Muda Yusuf, the Director-General of Lagos Chamber of Commerce and Industry (LCCI), said that the regulatory environment was one of the biggest challenges being faced currently in business in the country.

Yusuf said that regulators meant well for the country but the problem was in strategy and how to achieve it.

“Unfortunately, we don’t have regulators who are in government, who actually listens or engages so that you can have the right kind of strategy to achieve the desired result.

“There are too many regulations in the country and the damage it is doing to the economy is enormous.

“To do business with integrity in Nigeria today is a tall order,” Yusuf said.

He said that many businesses had gone under because of challenges of regulatory compliance.

According to him, many businesses have transited to become informal sector players.

The LCCI boss said that smugglers had taken over businesses in Nigeria, adding that the country was losing because smugglers don’t pay taxes.

He explained that the emphasis should be on building domestic capacity for the development of the country.

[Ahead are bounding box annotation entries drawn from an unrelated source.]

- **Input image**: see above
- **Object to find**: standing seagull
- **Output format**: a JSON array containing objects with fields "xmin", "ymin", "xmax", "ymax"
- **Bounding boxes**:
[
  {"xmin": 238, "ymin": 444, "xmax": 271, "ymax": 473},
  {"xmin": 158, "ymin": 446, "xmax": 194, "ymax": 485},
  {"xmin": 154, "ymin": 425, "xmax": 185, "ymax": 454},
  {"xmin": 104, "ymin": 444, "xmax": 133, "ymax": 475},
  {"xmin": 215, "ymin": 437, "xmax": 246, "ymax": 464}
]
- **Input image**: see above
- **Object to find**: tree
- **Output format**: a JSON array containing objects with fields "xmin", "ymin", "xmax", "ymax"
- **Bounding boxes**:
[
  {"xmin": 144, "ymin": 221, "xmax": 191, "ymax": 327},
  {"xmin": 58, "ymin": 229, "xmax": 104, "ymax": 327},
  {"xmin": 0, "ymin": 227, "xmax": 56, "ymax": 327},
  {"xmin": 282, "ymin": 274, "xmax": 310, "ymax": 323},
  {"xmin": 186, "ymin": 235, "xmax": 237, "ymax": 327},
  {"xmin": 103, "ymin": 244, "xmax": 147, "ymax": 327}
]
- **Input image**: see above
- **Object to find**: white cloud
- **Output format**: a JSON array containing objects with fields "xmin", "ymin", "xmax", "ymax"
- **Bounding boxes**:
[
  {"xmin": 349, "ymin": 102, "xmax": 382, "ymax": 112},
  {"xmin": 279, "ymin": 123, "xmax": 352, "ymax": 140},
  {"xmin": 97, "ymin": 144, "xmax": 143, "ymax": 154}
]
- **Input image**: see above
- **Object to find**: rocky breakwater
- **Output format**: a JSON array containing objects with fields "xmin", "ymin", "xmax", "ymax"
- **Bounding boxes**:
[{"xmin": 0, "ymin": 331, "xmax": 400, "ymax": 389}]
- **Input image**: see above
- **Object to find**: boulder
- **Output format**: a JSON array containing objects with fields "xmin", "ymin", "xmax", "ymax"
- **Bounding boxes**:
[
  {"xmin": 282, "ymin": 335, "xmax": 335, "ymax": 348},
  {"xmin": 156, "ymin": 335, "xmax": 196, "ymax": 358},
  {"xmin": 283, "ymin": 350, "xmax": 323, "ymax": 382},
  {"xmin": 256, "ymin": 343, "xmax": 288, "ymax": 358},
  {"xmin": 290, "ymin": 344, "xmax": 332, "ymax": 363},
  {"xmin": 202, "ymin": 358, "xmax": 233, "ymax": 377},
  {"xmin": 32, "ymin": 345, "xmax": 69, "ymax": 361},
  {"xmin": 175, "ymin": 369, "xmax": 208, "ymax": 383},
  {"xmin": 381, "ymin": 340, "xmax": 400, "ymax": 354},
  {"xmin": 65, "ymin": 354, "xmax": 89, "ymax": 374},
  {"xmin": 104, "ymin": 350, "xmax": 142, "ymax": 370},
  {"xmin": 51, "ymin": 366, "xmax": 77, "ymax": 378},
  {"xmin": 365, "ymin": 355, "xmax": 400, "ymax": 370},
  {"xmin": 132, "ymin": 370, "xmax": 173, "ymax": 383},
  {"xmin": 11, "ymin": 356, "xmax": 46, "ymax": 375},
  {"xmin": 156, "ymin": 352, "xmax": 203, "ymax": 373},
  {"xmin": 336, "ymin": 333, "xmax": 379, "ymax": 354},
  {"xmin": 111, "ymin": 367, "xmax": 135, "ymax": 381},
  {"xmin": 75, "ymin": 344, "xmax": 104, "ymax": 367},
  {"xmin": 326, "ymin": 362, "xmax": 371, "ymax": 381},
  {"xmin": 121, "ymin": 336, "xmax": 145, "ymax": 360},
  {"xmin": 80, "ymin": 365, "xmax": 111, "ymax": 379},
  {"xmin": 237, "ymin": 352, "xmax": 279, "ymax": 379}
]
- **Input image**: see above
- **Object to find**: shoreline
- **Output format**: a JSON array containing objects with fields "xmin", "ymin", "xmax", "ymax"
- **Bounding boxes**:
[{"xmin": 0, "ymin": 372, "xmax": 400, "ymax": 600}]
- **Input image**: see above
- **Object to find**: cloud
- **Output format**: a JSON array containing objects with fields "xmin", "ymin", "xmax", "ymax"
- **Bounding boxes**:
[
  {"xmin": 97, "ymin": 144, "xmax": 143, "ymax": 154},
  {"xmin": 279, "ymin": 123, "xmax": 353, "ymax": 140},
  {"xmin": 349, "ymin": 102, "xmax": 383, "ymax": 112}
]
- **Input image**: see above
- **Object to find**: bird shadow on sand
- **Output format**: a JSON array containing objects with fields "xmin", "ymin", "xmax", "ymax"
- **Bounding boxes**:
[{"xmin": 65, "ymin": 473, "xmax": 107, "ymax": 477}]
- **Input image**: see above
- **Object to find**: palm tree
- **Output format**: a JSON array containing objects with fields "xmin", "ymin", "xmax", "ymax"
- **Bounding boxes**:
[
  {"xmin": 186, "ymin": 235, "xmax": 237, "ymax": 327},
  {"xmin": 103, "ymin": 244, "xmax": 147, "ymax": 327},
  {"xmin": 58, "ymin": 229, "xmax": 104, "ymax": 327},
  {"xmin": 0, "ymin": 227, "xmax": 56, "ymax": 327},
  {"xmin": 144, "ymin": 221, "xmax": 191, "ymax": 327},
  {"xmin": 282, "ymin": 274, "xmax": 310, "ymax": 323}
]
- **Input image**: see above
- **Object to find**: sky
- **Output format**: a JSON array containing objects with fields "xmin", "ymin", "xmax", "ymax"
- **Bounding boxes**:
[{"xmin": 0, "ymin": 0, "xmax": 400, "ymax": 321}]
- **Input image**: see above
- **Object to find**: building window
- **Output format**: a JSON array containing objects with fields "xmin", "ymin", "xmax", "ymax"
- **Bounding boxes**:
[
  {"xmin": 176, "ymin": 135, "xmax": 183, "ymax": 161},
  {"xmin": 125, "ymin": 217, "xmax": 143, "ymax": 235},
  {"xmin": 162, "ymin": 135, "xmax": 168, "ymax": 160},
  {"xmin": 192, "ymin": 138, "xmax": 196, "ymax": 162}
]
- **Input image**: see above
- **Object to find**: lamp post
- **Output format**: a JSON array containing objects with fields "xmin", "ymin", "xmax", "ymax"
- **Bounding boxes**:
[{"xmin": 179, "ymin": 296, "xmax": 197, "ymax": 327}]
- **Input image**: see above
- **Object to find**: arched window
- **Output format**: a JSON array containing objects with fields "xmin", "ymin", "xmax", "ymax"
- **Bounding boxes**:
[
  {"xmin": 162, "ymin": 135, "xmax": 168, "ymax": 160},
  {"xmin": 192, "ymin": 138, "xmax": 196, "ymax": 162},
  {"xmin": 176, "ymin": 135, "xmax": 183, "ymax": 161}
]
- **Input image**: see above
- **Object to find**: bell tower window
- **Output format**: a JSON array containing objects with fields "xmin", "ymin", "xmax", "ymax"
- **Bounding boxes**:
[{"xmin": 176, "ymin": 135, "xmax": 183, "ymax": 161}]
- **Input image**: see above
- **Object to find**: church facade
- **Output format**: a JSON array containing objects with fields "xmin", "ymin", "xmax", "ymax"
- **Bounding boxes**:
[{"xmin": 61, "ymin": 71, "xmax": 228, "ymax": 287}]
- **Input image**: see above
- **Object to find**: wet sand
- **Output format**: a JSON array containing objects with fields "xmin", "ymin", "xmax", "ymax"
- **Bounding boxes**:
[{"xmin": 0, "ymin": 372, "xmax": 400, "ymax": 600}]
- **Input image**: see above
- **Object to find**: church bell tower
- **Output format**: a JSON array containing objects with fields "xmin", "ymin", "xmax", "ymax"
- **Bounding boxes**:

SuzzyOnwuka of the Consumer Protection Council, said that foreign exchange restrictions on food imports by government was to help local producers.

Onwuka said that most government policies were to move the country forward and make the country a better place for everybody.

She said the country did have issues in the implementation of policies.

Onwuka said that though there might be pains in policy implementation in the short term, players in the industry should take it as a challenge to achieve the desired result.

Also, Oluwasegun Osundipe of the Manufacturers Association of Nigeria (MAN) lamented government’s failure in consulting with important stakeholders before implementation of policies.

Osundipe called on the government to keep policies on hold to give room for proper consultation and strategies.

Soji Apampa, Chief Executive Officer, Integrity Organisation/Convention on Business Integrity, said that 70,000 children die annually due to serious malnutrition.

Apampa said that government should think through policy choices to avoid negative effects.

The event was organised by Integrity Organisation in partnership with Proshare, BusinessDay, Actionaid, UKAid and the Nigerian Economic Summit Group.